‘Mary Magdalene.’

Australian exhibitors are optimistic about the prospects of Garth Davis’ Mary Magdalene, which Transmission Films will launch on Thursday on about 110 locations, after nifty debuts last weekend in Italy and Brazil.

Rooney Mara’s generally-acclaimed performance as the unsung 13th apostle combined with a fresh re-telling of the Biblical story and Davis’ soaring stocks after his feature directing debut Lion could well ensure a sizable turn-out.

Davis hosted six Q&A sessions in Sydney, Melbourne and Brisbane which generated $15,000 before advance screenings around Australia last weekend, revenues which will be included in the opening weekend total.

However some exhibitors are tempering expectations by saying the industry should not expect the release to resonate as widely as Lion, which grossed nearly $30 million.

Cinema Nova general manager Kristian Connelly is a fan of the film produced by See-Saw Films’ Emile Sherman and Iain Canning and Porchlight’s Liz Watts. “It’s an interesting depiction of the era, far removed from the Biblical sword-and-sandal epics; it’s almost ethereal,” he tells IF.

But Connelly adds, “It is a considerable departure from Lion so it’s unfair to put the same box office expectations upon it.

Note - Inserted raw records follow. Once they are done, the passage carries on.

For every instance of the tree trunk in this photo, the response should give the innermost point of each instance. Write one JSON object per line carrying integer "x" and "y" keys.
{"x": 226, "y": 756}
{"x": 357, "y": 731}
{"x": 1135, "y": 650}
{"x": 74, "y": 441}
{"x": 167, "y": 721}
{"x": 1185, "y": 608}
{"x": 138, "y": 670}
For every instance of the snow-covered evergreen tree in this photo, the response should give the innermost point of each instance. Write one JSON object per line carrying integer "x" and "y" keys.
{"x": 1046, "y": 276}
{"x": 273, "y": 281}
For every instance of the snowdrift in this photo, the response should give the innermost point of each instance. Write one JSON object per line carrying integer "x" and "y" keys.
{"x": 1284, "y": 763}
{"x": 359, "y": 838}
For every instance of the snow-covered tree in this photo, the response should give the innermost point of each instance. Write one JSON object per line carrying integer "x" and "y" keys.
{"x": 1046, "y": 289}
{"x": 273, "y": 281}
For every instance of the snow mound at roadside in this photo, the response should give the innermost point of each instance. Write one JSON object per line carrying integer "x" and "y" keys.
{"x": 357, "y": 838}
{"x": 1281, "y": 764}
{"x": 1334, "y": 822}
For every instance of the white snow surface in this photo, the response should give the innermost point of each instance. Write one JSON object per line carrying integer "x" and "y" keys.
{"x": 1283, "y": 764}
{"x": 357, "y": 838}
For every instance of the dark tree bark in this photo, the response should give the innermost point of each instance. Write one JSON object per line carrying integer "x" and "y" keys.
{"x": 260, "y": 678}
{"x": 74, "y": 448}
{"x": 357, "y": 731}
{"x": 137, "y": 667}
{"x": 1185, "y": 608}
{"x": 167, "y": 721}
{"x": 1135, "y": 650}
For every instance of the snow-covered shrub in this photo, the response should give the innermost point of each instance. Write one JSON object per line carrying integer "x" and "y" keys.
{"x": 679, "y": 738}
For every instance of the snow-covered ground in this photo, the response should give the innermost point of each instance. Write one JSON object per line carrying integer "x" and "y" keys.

Features that deal in religious themes have a mixed track record at the Australian box office. Mary Magdalene’s fortunes will be more apparent once the Easter weekend rolls around.”

Wallis Cinemas’ Bob Parr was happy with the previews at his circuit and he expects it will open well.

Scripted by Helen Edmundson and Philippa Goslett, the historical drama features Joaquin Phoenix as Jesus, Chiwetel Ejiofor as Peter and Tahar Rahim as Judas.

It began its global roll-out last weekend via Universal in several major markets including Italy, notching $US667,000 at 350 locations, and Brazil with $US375,000 at 369, ahead of Lion in both.

The UK delivered £239,000 ($A434,000) at more than 400 cinemas. While that’s not a great figure it may have little or no bearing on the Australian performance given the production has a much higher profile here and in any case is not the kind of film that mature-aged cinemagoers rush out to see on the first weekend.

UK critics can be harsh but most were positive. Empire Online’s Dan Jolin welcomed the efforts to return Mary to her rightful place as the 13th disciple, revealing how she might really have lived: Hauling fish nets with her sisters on the shore of Galilee and resisting her father and brother’s attempts to marry her off with “such nonconformist vehemence they assume demons have infested her soul.”

Jolin also admired the film for liberating Magdalene from the ‘fallen woman’ cliché and Mara’s turn, but he did not find Phoenix convincing and thought the narrative loses focus during the crucial final act.

The Daily Telegraph’s Robbie Collin lauded the movie as thought-provoking, fantastically tasteful and an unexpectedly austere, solemn follow-up to Lion.

Although Collin said the film neither “breaks your heart nor grabs your throat,” he raved about Rahim’s portrayal of Judas as a “wide-eyed fanboy undergoing a crisis of faith, whose betrayal of his idol is framed as a desperate attempt to force his hand.”

The critic also praised the soundtrack, the last completed by Icelandic composer Jóhann Jóhannsson before his death last month, aged 48, co-written with the cellist Hildur Guðnadóttir.